第三十三話 ヨシコさんの手
ヨシコさんが手首を押さえているのに気づいたのは、秋の初めだった。
ミシンを踏んでいる途中、右手を止めて、左手で手首をそっと押さえる。一瞬だけ。それからまた動き始める。
私は最初、気のせいかと思った。
でも、三日連続で見た。
昼食のとき、隣に座って言った。
「ヨシコさん、手首、大丈夫ですか」
ヨシコさんは少し間を置いた。
「前から少し痛かった」
「いつから?」
「半年くらい前から。でも、縫えるけんよか、と思いよった」
「病院には?」
「行っとらん」
私は少し考えた。
「今日、行きませんか。私が一緒に行きます」
「大げさやろ」
「大げさじゃないと思います。
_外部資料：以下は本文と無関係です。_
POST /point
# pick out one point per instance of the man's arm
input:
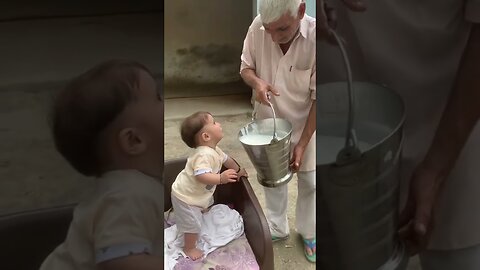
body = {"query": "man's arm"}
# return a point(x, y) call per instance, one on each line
point(308, 130)
point(458, 120)
point(260, 86)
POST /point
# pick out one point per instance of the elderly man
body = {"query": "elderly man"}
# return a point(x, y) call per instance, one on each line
point(278, 62)
point(429, 52)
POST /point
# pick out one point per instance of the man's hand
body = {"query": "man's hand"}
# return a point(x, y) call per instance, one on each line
point(327, 17)
point(262, 90)
point(228, 176)
point(416, 220)
point(297, 157)
point(241, 173)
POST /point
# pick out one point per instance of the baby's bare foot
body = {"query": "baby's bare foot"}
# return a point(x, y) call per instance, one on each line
point(194, 253)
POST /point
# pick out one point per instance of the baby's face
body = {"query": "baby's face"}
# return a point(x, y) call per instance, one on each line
point(213, 128)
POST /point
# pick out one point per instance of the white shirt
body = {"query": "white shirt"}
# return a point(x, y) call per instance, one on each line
point(293, 75)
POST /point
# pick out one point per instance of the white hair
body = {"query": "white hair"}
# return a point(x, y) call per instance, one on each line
point(272, 10)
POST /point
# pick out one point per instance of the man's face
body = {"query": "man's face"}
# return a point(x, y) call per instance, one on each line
point(285, 28)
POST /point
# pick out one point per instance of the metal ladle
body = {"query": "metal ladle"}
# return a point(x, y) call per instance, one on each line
point(275, 138)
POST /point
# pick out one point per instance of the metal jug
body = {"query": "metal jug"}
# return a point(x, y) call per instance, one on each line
point(271, 157)
point(359, 143)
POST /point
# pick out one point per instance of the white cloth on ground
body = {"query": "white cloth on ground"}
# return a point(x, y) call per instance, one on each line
point(220, 225)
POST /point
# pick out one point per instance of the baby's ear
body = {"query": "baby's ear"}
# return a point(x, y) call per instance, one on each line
point(131, 141)
point(205, 136)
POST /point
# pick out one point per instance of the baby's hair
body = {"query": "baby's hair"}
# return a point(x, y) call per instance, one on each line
point(191, 126)
point(87, 105)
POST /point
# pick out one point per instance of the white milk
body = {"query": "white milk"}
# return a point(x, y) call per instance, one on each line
point(260, 139)
point(329, 146)
point(256, 139)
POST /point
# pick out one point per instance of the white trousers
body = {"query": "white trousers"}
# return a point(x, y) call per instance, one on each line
point(457, 259)
point(277, 204)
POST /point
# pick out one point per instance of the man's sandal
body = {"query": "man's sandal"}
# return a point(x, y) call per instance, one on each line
point(310, 243)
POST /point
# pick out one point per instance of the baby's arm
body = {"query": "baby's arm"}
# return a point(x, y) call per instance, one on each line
point(232, 164)
point(133, 262)
point(216, 179)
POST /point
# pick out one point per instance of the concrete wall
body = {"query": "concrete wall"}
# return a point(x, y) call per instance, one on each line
point(204, 39)
point(311, 4)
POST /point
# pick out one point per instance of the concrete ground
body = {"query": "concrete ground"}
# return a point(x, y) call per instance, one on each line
point(233, 112)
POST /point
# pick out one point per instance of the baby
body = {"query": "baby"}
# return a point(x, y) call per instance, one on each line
point(108, 123)
point(192, 191)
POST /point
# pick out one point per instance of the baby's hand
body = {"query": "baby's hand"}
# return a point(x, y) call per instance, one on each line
point(242, 172)
point(228, 176)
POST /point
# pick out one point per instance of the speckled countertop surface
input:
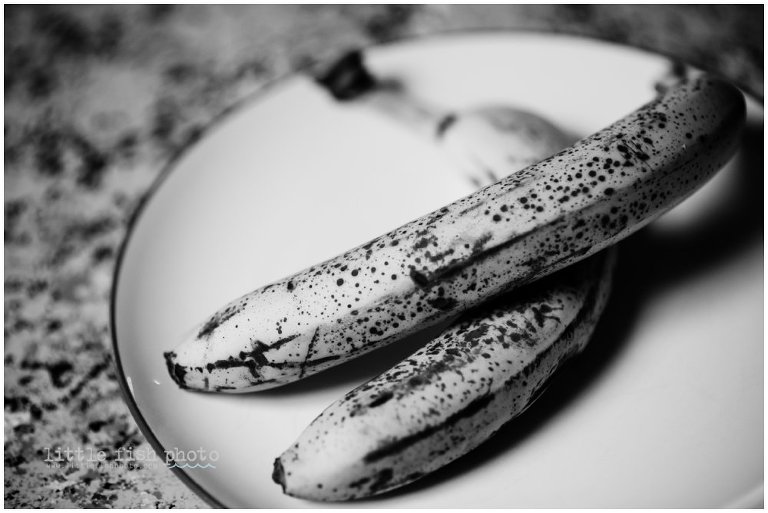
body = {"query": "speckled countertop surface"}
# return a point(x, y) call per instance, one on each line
point(98, 99)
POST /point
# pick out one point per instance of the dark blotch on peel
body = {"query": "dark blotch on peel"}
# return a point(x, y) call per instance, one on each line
point(176, 371)
point(278, 473)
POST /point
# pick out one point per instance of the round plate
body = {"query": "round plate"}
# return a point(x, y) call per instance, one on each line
point(664, 409)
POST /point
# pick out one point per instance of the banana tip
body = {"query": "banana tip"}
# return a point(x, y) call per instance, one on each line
point(176, 371)
point(278, 473)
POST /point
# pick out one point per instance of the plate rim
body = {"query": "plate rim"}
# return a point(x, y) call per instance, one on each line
point(172, 163)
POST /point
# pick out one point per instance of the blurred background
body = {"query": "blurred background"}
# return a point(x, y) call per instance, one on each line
point(98, 99)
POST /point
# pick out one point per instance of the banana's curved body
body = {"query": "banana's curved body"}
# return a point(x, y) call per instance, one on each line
point(521, 228)
point(449, 396)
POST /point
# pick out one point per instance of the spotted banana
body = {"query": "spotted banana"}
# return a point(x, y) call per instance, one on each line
point(517, 230)
point(452, 394)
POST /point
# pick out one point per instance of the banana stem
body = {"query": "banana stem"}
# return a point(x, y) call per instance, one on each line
point(348, 79)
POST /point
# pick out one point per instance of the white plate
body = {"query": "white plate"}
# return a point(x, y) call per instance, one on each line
point(664, 409)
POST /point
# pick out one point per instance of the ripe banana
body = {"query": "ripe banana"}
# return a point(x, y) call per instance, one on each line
point(452, 394)
point(519, 229)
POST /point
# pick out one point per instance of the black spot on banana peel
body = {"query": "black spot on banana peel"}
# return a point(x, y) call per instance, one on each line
point(521, 228)
point(451, 395)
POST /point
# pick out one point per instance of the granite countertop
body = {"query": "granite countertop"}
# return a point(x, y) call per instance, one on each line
point(99, 98)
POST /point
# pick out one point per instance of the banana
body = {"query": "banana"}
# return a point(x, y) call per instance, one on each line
point(484, 143)
point(452, 394)
point(526, 226)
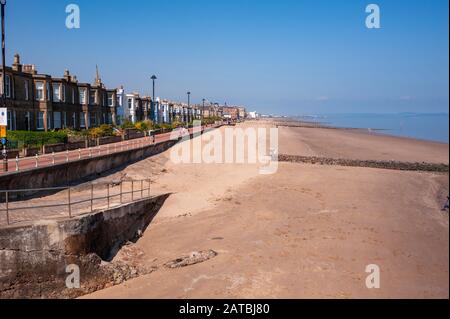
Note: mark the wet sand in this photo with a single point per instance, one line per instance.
(305, 232)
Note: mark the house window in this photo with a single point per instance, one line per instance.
(27, 93)
(82, 120)
(28, 121)
(40, 121)
(110, 99)
(49, 120)
(48, 91)
(57, 120)
(9, 115)
(92, 119)
(40, 91)
(63, 93)
(83, 96)
(8, 86)
(56, 92)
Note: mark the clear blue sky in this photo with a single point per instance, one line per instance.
(286, 57)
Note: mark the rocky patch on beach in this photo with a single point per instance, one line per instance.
(395, 165)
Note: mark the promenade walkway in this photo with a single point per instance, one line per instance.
(20, 164)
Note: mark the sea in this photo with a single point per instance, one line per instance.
(430, 127)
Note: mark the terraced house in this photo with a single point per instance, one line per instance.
(41, 102)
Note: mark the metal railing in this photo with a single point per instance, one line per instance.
(87, 199)
(44, 160)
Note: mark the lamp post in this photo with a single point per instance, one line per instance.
(203, 108)
(153, 98)
(5, 149)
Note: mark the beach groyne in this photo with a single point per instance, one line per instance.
(394, 165)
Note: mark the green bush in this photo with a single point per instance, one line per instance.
(37, 139)
(127, 124)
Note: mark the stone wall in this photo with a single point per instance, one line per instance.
(34, 256)
(65, 173)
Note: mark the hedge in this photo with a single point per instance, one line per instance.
(36, 139)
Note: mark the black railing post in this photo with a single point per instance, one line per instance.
(92, 197)
(70, 209)
(107, 192)
(7, 207)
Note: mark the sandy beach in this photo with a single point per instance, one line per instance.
(308, 231)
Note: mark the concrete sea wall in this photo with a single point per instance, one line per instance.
(65, 173)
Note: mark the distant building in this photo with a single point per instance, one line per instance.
(41, 102)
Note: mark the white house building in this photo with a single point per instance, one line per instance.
(120, 106)
(131, 107)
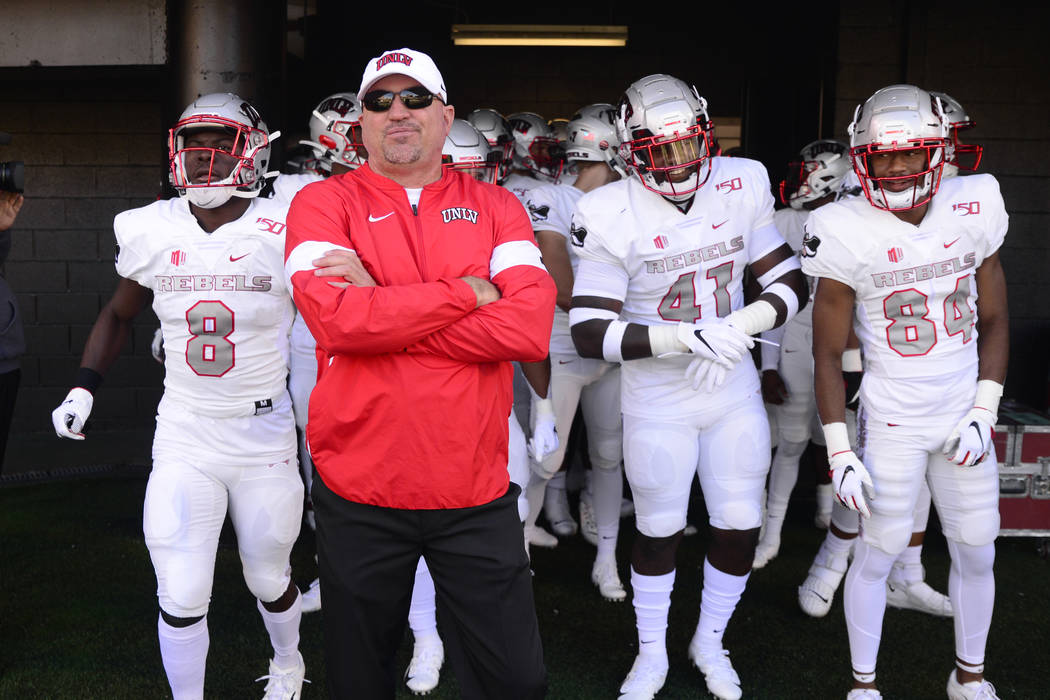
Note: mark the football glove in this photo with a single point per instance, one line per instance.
(848, 476)
(970, 442)
(544, 440)
(156, 347)
(71, 414)
(718, 341)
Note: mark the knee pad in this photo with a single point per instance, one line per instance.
(889, 535)
(184, 587)
(737, 515)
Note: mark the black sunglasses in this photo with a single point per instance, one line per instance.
(413, 98)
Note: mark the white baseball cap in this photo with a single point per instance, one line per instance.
(404, 62)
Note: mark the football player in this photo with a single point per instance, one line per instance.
(659, 289)
(812, 182)
(592, 148)
(213, 260)
(538, 157)
(914, 267)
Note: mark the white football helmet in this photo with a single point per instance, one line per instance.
(226, 112)
(665, 134)
(536, 147)
(899, 118)
(497, 130)
(335, 132)
(593, 139)
(961, 156)
(467, 150)
(819, 171)
(602, 110)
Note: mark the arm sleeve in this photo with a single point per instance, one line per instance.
(359, 320)
(518, 325)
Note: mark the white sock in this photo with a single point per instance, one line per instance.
(652, 600)
(864, 598)
(422, 611)
(907, 568)
(971, 587)
(184, 652)
(284, 630)
(721, 592)
(607, 492)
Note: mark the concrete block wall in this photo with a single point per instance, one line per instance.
(93, 145)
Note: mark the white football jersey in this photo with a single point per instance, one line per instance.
(520, 186)
(916, 293)
(288, 185)
(224, 303)
(667, 267)
(550, 209)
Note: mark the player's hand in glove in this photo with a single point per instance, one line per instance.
(970, 442)
(156, 347)
(71, 414)
(849, 475)
(544, 440)
(717, 340)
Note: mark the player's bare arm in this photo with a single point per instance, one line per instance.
(993, 317)
(833, 305)
(555, 258)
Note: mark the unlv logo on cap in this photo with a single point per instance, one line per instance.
(396, 57)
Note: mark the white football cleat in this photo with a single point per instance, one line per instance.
(718, 672)
(864, 694)
(588, 526)
(605, 576)
(536, 535)
(973, 691)
(645, 678)
(767, 550)
(312, 597)
(285, 683)
(424, 670)
(555, 507)
(918, 596)
(817, 592)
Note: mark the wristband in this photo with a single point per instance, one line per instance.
(837, 438)
(988, 395)
(88, 379)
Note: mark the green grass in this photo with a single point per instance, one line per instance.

ヨシコさんの手首は、工場の全員の手首でもあります」
ヨシコさんは少し黙った。
「大げさなことを言うようになったね」
「ヨシコさんに鍛えられました」
ヨシコさんは少し笑った。
「明日でよか?」
「今日にしてください」
診断は手根管症候群だった。
手首の神経が圧迫されて、しびれや痛みが出る。縫製の職人に多い症状だと、医師が言った。
「しばらくは安静にしてください」
ヨシコさんは「どのくらい?」と聞いた。
「手術するなら、術後三週間は縫製作業はできません」
ヨシコさんはしばらく黙った。
「手術する」
即答だった。
「え、少し考えてからでも」
「考えることはない。縫えるようになる方を選ぶ。そのためなら、三週間くらいかまわん」
帰り道、ヨシコさんが言った。
「怒っとる?」
「……なんで私が怒るんですか」
「言わんでいたけんかと思って」
「少し、心配しています」
「心配しなくていい。これは治る。縫えなくなるよりよか」
私は頷いた。
治る。縫えるようになる。
ヨシコさんの優先順位は、いつも明確だった。
私はその明確さが、少し羨ましくて、少し頼もしかった。